Who Wants to Live Forever? (An Experiment)
Last week I was listening to the song Who Wants to Live Forever in my car on my way to work, I started thinking…. What would happen if people do live forever? Would we behave differently? If so, how differently would we behave? I’m not talking about having just a few of us not dying like Hob Gadling and Mad Hettie in my favorite graphic novel The Sandman. I’m talking about the whole lot of us not kicking the bucket. Let us of course not get distracted by annoying and trivial points like virility, sustainability, etc. I am just interested in the sociological and psychological impact when people stop dying. What would become of us then?
Having been trained as a scientist, I could not help but immediately started devising the appropriate experiment aimed at figuring out the answer. We need to study a group of social animals and see how they would react if we give them immortality. Maybe through their behavioral change, we can get a glimpse of what may befall us once we do obtain the fruits from the Tree of Life. But what kind of social animals can we use for such an experiment? And how do we bestow immortality?
Well, the criteria are quite simple really. The social animal candidate must have a natural life span many times its mean age to virility among other criteria.
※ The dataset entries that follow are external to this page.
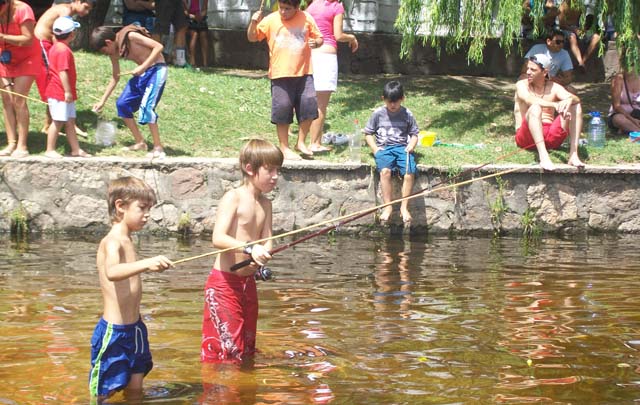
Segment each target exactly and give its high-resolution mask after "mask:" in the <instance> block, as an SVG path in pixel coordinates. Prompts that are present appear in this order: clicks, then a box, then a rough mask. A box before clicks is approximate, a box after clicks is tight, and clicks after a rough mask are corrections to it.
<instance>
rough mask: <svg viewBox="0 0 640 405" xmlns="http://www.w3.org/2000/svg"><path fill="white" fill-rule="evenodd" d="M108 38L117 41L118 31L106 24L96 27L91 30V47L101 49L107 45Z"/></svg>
mask: <svg viewBox="0 0 640 405" xmlns="http://www.w3.org/2000/svg"><path fill="white" fill-rule="evenodd" d="M107 40H109V41H115V40H116V33H115V31H113V29H112V28H109V27H105V26H104V25H103V26H101V27H97V28H95V29H94V30H93V31H92V32H91V38H89V45H90V46H91V49H93V50H95V51H99V50H100V49H102V48H104V46H105V45H107Z"/></svg>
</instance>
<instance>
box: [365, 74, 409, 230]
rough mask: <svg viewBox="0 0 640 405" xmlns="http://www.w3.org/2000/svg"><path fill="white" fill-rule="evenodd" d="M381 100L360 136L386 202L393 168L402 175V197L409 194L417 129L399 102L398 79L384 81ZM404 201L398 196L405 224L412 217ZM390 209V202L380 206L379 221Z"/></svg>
mask: <svg viewBox="0 0 640 405" xmlns="http://www.w3.org/2000/svg"><path fill="white" fill-rule="evenodd" d="M382 100H383V101H384V106H382V107H379V108H377V109H376V110H375V111H374V112H373V114H372V115H371V117H370V118H369V121H368V122H367V125H366V126H365V127H364V139H365V141H366V142H367V145H369V147H370V148H371V151H372V152H373V157H374V159H375V160H376V167H377V169H378V172H380V189H381V191H382V201H383V202H384V203H385V204H386V203H389V202H391V201H392V197H391V193H392V191H393V188H392V184H391V174H392V173H393V172H394V171H395V170H398V171H399V172H400V176H402V178H403V180H402V197H403V198H404V197H408V196H409V195H411V190H412V189H413V182H414V180H415V176H416V175H415V174H416V171H417V167H416V159H415V156H414V154H413V151H414V150H415V148H416V145H417V143H418V132H420V130H419V128H418V123H417V122H416V119H415V117H414V116H413V114H412V113H411V111H409V109H407V108H406V107H403V106H402V102H403V101H404V88H403V87H402V84H400V82H397V81H395V80H394V81H391V82H389V83H387V84H385V86H384V89H383V91H382ZM374 135H375V138H374ZM408 205H409V200H402V202H401V203H400V214H401V215H402V221H403V222H404V223H405V224H409V223H410V222H411V219H412V217H411V213H410V212H409V208H408ZM392 212H393V206H391V205H387V206H386V207H384V208H383V209H382V213H381V214H380V222H382V223H385V222H387V221H388V220H389V218H390V217H391V213H392Z"/></svg>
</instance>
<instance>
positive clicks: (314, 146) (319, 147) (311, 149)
mask: <svg viewBox="0 0 640 405" xmlns="http://www.w3.org/2000/svg"><path fill="white" fill-rule="evenodd" d="M309 150H310V151H311V152H313V153H314V154H316V153H329V152H331V151H332V148H330V147H328V146H310V147H309Z"/></svg>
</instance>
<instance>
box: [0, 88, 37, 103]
mask: <svg viewBox="0 0 640 405" xmlns="http://www.w3.org/2000/svg"><path fill="white" fill-rule="evenodd" d="M0 91H3V92H5V93H9V94H11V95H13V96H19V97H22V98H26V99H27V100H31V101H36V102H38V103H42V104H47V105H48V103H47V102H46V101H42V100H38V99H37V98H33V97H29V96H25V95H24V94H20V93H16V92H15V91H11V90H6V89H0Z"/></svg>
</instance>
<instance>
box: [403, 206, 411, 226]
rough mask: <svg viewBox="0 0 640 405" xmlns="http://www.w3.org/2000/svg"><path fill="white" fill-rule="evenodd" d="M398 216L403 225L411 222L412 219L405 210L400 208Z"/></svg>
mask: <svg viewBox="0 0 640 405" xmlns="http://www.w3.org/2000/svg"><path fill="white" fill-rule="evenodd" d="M400 214H401V215H402V222H404V223H405V224H406V223H408V222H411V220H412V219H413V217H412V216H411V213H410V212H409V210H408V209H406V208H400Z"/></svg>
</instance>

For example, if it takes time T for the animal to be able to procreate on average, its life expectancy must be N*T where N is a large number like 30 or more. But then how do we make the animal live forever? Well of course we can’t do that! But what we can do is to artificially shorten its life span to say n*T where n is a small number like 3. If we do that for a good number of generations, the animals would be used to their new “natural age”. So just when we get them all used to living a shortened life span, we remove the shortening agent and allow them live naturally to N*T. Since N >> n by design, this would effectively create immortality… well effectively. That’s when we can hope to observe some interesting behavioral changes. Anyways, that’s all I could think of before I got to the office.
So where is my grant from the National Science Foundation, man?